Tammy’s sisters and the husbands went to Jingle Bar at Brit’s Pub tonight. I think this may become a tradition. 🎄 Everyone wore Christmas apparel, but Corinne and Denny went above and beyond as the Grinch and Cindy-Lou Who and won the prize for the best costume of the evening!
This celebration of Dick Van Dyke’s 99th birthday with Chris Martin of Coldplay and All My Love is incredible. 🥰
Cookie Decorating
Dec 12, 2024 at 9:00 PM
Tammy’s sister Corinne and her husband Denny hosted a cookie decorating class. They made a hundred cookies ahead of time and had a variety of different colors of Royal Icing. Denny even had pages printed of patterns for us to learn the proper technique.
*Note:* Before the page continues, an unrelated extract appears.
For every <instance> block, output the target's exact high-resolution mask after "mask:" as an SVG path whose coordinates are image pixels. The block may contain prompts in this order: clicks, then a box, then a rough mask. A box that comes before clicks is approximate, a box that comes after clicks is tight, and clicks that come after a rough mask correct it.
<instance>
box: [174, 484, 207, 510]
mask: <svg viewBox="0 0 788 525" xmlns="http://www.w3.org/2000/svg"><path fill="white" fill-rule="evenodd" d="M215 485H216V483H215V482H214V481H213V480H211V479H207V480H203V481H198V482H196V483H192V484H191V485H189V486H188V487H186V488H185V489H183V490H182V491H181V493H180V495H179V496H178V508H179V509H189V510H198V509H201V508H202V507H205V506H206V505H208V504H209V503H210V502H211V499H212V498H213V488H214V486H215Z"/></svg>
His cookies came out incredibly nice.
We had a wide variety of skill. 😊
I did three. My gnome was my favorite and I thought it was reasonable for a first go at it. The sweater was fine but a tad boring. The snowman however looked like it was straight out of Nightmare Before Christmas. Looked like some scary evil thing.
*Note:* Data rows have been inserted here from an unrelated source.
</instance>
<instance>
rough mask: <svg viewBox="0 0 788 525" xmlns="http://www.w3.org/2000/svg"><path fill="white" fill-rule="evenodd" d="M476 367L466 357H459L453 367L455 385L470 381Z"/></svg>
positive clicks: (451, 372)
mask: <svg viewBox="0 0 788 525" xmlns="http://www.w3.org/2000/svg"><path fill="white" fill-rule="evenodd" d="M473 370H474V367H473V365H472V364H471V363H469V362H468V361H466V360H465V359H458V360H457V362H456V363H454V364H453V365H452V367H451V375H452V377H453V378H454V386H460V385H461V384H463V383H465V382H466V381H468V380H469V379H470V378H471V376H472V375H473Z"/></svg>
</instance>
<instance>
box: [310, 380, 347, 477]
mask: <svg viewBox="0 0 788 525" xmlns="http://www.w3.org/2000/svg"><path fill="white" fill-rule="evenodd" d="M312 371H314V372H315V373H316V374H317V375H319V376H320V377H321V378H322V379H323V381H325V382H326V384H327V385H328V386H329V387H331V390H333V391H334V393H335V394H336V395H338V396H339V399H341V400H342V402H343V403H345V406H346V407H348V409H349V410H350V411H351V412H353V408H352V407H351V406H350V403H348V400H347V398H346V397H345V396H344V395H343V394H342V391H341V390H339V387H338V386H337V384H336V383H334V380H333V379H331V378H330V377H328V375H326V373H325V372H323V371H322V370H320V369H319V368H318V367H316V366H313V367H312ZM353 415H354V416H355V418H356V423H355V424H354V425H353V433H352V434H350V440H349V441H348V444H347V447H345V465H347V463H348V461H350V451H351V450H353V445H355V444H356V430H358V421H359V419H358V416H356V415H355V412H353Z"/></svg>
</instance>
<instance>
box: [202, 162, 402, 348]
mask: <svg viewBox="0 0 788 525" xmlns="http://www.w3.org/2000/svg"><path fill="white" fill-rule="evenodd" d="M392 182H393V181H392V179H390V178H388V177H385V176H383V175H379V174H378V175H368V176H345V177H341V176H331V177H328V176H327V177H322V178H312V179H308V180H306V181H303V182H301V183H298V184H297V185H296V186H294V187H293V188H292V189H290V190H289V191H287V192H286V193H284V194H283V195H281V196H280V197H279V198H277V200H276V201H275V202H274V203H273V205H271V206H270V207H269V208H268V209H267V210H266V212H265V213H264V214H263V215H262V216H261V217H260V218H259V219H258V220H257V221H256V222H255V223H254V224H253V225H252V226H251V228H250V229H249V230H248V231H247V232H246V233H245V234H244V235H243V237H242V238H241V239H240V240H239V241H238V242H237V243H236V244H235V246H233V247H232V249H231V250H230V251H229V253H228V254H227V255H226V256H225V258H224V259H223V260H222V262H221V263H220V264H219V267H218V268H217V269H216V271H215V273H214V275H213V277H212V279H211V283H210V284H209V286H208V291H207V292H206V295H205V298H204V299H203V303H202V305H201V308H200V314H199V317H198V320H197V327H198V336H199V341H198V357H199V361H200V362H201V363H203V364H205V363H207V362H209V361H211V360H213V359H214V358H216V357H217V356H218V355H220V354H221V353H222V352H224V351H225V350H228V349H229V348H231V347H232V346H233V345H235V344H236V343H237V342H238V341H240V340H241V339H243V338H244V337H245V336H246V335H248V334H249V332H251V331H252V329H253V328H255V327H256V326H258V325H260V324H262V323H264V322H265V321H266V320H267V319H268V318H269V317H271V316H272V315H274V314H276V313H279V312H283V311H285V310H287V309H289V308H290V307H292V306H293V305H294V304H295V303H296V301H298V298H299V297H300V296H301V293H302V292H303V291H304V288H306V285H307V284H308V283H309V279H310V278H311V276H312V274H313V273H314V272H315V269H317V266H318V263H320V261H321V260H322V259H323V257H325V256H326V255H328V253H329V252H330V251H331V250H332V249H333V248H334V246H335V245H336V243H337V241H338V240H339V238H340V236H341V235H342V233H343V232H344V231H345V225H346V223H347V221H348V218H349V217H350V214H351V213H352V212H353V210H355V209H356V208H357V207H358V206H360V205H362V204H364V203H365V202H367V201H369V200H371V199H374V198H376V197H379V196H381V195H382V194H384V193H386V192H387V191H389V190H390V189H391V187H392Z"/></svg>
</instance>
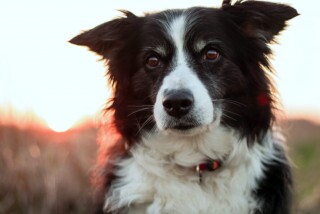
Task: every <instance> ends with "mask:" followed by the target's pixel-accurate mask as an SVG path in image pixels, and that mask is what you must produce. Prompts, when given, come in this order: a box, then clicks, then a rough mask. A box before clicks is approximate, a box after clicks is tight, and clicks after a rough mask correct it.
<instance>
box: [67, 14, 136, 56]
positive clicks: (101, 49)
mask: <svg viewBox="0 0 320 214" xmlns="http://www.w3.org/2000/svg"><path fill="white" fill-rule="evenodd" d="M121 12H122V13H123V14H124V15H125V17H122V18H118V19H114V20H112V21H109V22H106V23H104V24H101V25H99V26H97V27H95V28H93V29H91V30H88V31H85V32H83V33H81V34H80V35H78V36H76V37H74V38H72V39H71V40H70V41H69V42H70V43H72V44H75V45H81V46H87V47H89V49H90V50H91V51H94V52H96V53H97V54H99V55H101V56H103V57H105V58H109V56H110V53H111V52H112V51H113V50H114V49H115V48H117V47H118V48H119V47H121V45H123V43H124V41H126V40H127V39H128V38H129V37H130V35H132V34H133V33H132V32H133V31H132V29H134V26H133V24H134V20H135V19H137V18H138V17H137V16H135V15H134V14H133V13H131V12H129V11H121Z"/></svg>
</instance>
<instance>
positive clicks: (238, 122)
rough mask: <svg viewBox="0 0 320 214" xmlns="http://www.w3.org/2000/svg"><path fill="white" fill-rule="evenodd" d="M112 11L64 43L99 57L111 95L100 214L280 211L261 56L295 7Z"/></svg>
mask: <svg viewBox="0 0 320 214" xmlns="http://www.w3.org/2000/svg"><path fill="white" fill-rule="evenodd" d="M122 12H123V14H124V16H123V17H120V18H117V19H114V20H112V21H109V22H106V23H104V24H102V25H99V26H97V27H95V28H93V29H91V30H88V31H85V32H83V33H81V34H80V35H78V36H76V37H75V38H73V39H72V40H71V41H70V42H71V43H73V44H76V45H82V46H87V47H89V49H90V50H91V51H93V52H95V53H97V54H99V55H100V56H102V58H103V59H104V60H105V61H106V63H107V67H108V71H107V74H108V76H109V78H110V81H111V83H112V86H113V89H114V94H113V97H112V99H111V101H110V103H109V106H108V108H107V111H109V112H112V117H113V120H112V126H107V127H104V128H102V133H103V134H102V135H101V136H100V137H99V138H100V141H101V146H102V147H106V149H104V150H103V151H102V152H101V153H102V156H103V158H102V159H100V163H99V165H100V168H99V169H98V170H97V172H96V174H98V175H99V176H96V178H95V181H96V186H98V191H97V197H96V201H99V203H100V205H101V206H100V208H101V209H100V212H105V213H130V214H133V213H151V214H160V213H181V214H185V213H187V214H188V213H190V214H194V213H203V214H204V213H218V214H235V213H236V214H253V213H255V214H257V213H264V214H276V213H278V214H286V213H290V198H291V189H292V176H291V170H290V166H289V162H288V159H287V157H286V154H285V147H284V145H283V139H282V137H281V135H280V134H279V133H278V132H277V131H276V130H275V128H274V126H275V123H274V122H275V109H276V91H275V88H274V86H273V84H272V80H271V78H270V72H271V66H270V64H269V60H268V56H269V55H270V54H271V50H270V48H269V44H270V43H272V42H274V41H275V36H276V35H278V34H279V32H280V31H282V30H283V29H284V28H285V26H286V21H287V20H289V19H291V18H293V17H295V16H297V15H298V13H297V11H296V10H295V9H293V8H292V7H290V6H288V5H284V4H276V3H268V2H262V1H237V2H235V3H234V4H232V3H230V1H223V4H222V6H221V8H204V7H193V8H188V9H181V10H166V11H162V12H158V13H151V14H146V15H145V16H142V17H140V16H136V15H134V14H133V13H131V12H128V11H122ZM113 127H114V128H115V133H112V128H113Z"/></svg>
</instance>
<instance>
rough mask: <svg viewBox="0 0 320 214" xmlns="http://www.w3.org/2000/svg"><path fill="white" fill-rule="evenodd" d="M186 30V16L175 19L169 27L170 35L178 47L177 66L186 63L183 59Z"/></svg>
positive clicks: (179, 16) (175, 18)
mask: <svg viewBox="0 0 320 214" xmlns="http://www.w3.org/2000/svg"><path fill="white" fill-rule="evenodd" d="M185 29H186V19H185V16H184V15H181V16H179V17H177V18H175V19H174V20H173V21H172V23H170V25H169V29H167V30H168V34H169V35H170V36H171V39H172V40H173V42H174V45H175V47H176V57H177V64H178V65H180V64H181V63H183V62H184V63H185V59H184V57H183V55H184V54H183V46H184V36H185Z"/></svg>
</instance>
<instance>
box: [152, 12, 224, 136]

So, I had to eat the snowman. 😏
Wait a second… Connections can use pictures? 🤯
Weekly Thing Forum 🆕
Join Patrick Hambek, Jim Cuene, Michael Josephson, garrickvanburen, Tom Mungavan, and many other Weekly Thing readers in the Weekly Thing Forum. Recent topics include:
- Newsletter 304 and Blog Thoughts
- Favorite / "Keeper" articles from 2024?
- Kagi Search for Free
- So, How's The Sabbatical Going?
- Straw Poll - Quitting Social Media
Briefly
Making a computer the old way. Also you can heat your house with it. → The Tube Computer
At first I thought a $200/month offering made no sense from ChatGPT. Then I thought about it more and read about what it actually offers. The deeper analysis that the LLM does has a lot of potential. For many use cases, this could be a really great offering. → Introducing ChatGPT Pro | OpenAI
The reaction to this killing has been nothing like what I would have expected. Gift Link. → The Rage and Glee That Followed a C.E.O.’s Killing Should Ring All Alarms - The New York Times
Still thinking about where you can use AI? Good list here. I don't agree with his "not to" about learning though. I've found having a voice conversation with ChatGPT exploring a topic is a great way to learn. → 15 Times to use AI, and 5 Not to - by Ethan Mollick
A long time ago make
was created to help programmers build source code. Over the years make
was used in many ways that it wasn't intended for. Those use cases are what just
is focused on. Handy and simple utility. → Just Programmer's Manual
I’m wary of microplastics and I suspect we are going to learn over the next several years that they are particularly harmful for us. Great to see that there is progress being made on filtering it out. → Cotton-and-squid-bone sponge can soak up 99.9% of microplastics, scientists say | The Guardian
Sora is now available to create AI generated video. If you have a ChatGPT+ subscription you can sign in and start using it right away. → Sora is here | OpenAI
Four minutes a muscle. More than most people probably do. → How Much Stretching It Takes to Make You More Flexible, According to Science | Lifehacker
Many details on additions in the newest version of iOS. → iOS and iPadOS 18.2: Everything New Besides Apple Intelligence - MacStories
Great overview of all the new Apple Intelligence features. → Apple Intelligence in iOS 18.2: A Deep Dive into Working with Siri and ChatGPT, Together - MacStories
I listened to many episodes of Automators. The podcast is now done, but I love what this listener did with the content and creating a knowledge base. It would be really interesting to do something similar with the links from the Weekly Thing. → Automators Podcast Obsidian Vault - Next Steps | ThoughtAsylum
Wild amount of devices and automations. Fun to just see what is possible. → The state of my Home Assistant in 2024 – Tomi's place
I’m not sure about Mozi but I thought I would give it a try. You can connect with me there. This writeup is good context for it. → Making “Social” Social Again. Announcing Mozi | Medium
Fortune
Here is your fortune…
Don't look back, the lemmings are gaining on you.